Now, Jesus’ words are clear enough. The Reformer, John Knox, is said to have declared, “The Word of God is plain in itself.” With all due respect to John Knox, especially given this coming Sunday is Reformation Sunday, when it comes to both Scripture and the law, I tend to agree with Supreme Court Justice Felix Frankfurter, who said, “The notion that because the words of a statute are plain, its meaning is also plain, is merely pernicious oversimplification.”
When we hear the command to love, what many of us experience is something like, “I know I should love.” But we can’t just decide to love, and we can’t even be persuaded to love with the best, most convincing arguments. Sure, it’s easy enough to love someone who is just naturally lovable. But the problem is that none of us is lovable all the time. And some people, it seems, aren’t ever very lovable. Certainly, we can attempt to treat all people fairly. We can treat people with justice, because as Cornell West put it, “Justice is what love looks like in public.” But Jesus quoted Leviticus, not Micah; he used the word “love,” not “justice.”
On the Sunday before All Saints, it’s helpful for me to remember that many of the heroes of our faith figured out that it’s by allowing ourselves the experience of being deeply and completely and unconditionally loved by God that we are empowered to love others. People like Mother Teresa, Desmond Tutu and Martin Luther King Jr. realized that if God deems someone lovable, including ourselves, then who are we to disagree? Who are we to presume that someone who is worthy of God’s love is not worthy of our love?
It’s also helpful for me to remember a quotation – I don’t know the original source and it’s practically a meme at this point but it’s absolutely true: “People are hard to hate up close. Move closer.”
This past summer, protesters showed up at a church in San Francisco that I often attend when I’m not preaching elsewhere. After posing as visitors and disrupting Bible study before worship, the protesters grouped together outside and began shouting random homophobic epithets with an amplified mic at the people gathering for worship. I was there, and it felt menacing, especially because confrontations in our country too often turn violent. It felt like a violation; a disruption of what should have been preparation for worship. The pastor was on vacation, but the associate pastor handled the situation with grace.
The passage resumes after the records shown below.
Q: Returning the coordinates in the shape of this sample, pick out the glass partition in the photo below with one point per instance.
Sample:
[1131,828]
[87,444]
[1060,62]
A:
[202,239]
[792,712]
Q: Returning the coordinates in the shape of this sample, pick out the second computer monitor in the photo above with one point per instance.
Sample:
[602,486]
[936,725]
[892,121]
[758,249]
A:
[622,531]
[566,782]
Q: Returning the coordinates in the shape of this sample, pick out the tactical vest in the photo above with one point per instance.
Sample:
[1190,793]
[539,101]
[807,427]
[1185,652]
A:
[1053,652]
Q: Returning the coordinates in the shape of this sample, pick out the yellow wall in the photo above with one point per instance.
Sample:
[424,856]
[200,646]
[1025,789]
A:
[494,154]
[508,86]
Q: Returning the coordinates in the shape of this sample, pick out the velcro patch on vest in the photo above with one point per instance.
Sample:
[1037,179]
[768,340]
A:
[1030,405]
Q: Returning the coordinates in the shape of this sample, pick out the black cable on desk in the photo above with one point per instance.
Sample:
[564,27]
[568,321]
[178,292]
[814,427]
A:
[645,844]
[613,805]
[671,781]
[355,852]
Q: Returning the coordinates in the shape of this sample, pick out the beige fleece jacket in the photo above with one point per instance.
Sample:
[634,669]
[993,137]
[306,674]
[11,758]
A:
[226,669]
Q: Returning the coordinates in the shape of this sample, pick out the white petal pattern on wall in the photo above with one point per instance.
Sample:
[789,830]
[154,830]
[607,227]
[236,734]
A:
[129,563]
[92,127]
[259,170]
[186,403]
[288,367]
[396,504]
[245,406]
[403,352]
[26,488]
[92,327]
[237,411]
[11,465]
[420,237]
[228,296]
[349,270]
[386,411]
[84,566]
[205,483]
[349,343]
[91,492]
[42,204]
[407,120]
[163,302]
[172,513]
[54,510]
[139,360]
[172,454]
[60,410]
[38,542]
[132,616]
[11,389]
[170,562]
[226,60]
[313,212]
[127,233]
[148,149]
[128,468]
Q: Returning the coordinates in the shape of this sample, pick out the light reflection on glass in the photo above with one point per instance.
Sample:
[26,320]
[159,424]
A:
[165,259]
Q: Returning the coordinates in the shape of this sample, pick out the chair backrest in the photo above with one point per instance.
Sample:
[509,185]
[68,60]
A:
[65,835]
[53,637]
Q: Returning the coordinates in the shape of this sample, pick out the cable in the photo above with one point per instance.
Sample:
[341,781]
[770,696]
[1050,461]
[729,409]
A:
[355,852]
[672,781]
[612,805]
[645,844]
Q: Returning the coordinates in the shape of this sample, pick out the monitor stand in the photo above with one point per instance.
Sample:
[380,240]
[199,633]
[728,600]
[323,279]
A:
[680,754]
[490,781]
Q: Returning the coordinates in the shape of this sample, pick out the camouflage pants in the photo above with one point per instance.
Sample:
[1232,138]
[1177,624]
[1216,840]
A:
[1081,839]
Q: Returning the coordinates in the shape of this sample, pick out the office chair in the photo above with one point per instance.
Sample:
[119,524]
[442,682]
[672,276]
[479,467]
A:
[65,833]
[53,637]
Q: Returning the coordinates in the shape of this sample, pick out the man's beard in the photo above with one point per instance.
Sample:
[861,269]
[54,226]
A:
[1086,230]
A few weeks later, the pastor met with some of the protestors. She was able to tell them that while she trusted that they came to protest because they love Jesus, they weren’t communicating the love of Jesus to the congregation. They frightened people. She listened to their stories, and it became apparent why they had such a black-and-white, heaven-and-hell based theology. She didn’t agree with it, but she understood why it felt safer to them. She hoped they understood her congregation a bit better, as well. She probably didn’t change their minds. But she communicated the love of Jesus to them. She moved closer.
It’s by allowing ourselves the experience of being deeply and completely and unconditionally loved by God that we are empowered to love others. And then, move closer.